Betriebliche Altersversorgung lohnt sich fast immer – und jeder Arbeitnehmer hat ein Recht darauf. Selbst wenn der Chef nichts dazu bezahlt, macht die staatliche Förderung die Zusatzvorsorge attraktiv. Ein Weg zur Betriebsrente ist die Direktversicherung. Die Zeitschrift Finanztest hat in ihrer aktuellen Ausgabe erstmals die Angebote von 60 Versicherern verglichen.

Besonders attraktive Verträge für Einzelpersonen bieten WGV, CosmosDirekt, Debeka, Europa und Huk-Coburg.

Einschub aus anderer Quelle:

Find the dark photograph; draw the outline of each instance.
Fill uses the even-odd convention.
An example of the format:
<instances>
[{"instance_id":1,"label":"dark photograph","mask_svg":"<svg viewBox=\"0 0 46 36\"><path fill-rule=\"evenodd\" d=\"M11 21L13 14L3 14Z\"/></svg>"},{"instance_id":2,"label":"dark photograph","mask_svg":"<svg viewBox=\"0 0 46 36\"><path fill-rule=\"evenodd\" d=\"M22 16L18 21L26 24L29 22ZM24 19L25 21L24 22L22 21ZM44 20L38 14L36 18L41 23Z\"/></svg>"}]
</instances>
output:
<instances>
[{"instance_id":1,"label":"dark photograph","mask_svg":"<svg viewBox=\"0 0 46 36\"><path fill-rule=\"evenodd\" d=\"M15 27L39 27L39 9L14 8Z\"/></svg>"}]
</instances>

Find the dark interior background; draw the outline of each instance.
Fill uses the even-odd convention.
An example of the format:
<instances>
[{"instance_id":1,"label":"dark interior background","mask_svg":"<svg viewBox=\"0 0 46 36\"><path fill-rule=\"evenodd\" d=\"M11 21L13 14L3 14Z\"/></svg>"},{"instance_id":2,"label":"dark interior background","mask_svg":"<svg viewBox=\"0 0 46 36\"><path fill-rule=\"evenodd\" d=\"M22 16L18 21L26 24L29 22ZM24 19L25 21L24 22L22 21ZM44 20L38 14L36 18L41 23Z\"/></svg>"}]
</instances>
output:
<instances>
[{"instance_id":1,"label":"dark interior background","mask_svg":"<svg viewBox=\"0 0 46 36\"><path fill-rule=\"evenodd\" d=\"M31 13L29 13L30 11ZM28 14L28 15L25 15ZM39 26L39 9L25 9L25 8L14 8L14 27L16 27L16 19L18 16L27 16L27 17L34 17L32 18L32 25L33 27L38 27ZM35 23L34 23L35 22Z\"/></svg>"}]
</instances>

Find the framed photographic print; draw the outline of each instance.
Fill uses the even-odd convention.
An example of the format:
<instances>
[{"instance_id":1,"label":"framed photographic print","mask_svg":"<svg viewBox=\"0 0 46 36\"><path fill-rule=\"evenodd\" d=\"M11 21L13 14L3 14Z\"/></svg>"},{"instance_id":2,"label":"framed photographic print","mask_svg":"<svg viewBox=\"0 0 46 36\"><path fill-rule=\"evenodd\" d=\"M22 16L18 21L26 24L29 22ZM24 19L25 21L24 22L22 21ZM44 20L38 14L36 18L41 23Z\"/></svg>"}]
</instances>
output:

Ein Arbeitnehmer, der 25 Jahre lang jährlich 1.020 Euro einbezahlt, erhält bei der WGV beispielsweise eine garantierte Rente von 154 Euro bzw. 217 Euro. Die Monatsrenten von Frauen liegen aufgrund der höheren Lebenserwartung rund 9 Prozent darunter.

Der Arbeitgeber entscheidet, welche Direktversicherung er für seine Mitarbeiter auswählt. Je mehr Personen er versichern will, desto höher fallen die Rabatte der Versicherer üblicherweise aus. Das wirkt sich unmittelbar auf die Höhe der Rente aus. Finanztest nennt daher auch die renditestärksten Tarife für Betriebe ab zehn Arbeitnehmern und große Firmen.

Der Arbeitnehmer sollte beim Abschluss gut überlegen, ob er einen so genannten Todesfallschutz braucht. Dabei werden Rentenansprüche oder eingezahlte Beiträge an Angehörige ausgezahlt, wenn der Versicherungsnehmer vor Rentenbeginn stirbt. Diese Leistung drückt jedoch auf die Rendite. Besonders Singles und Kinderlose sollten daher die Möglichkeit haben, sie streichen zu lassen.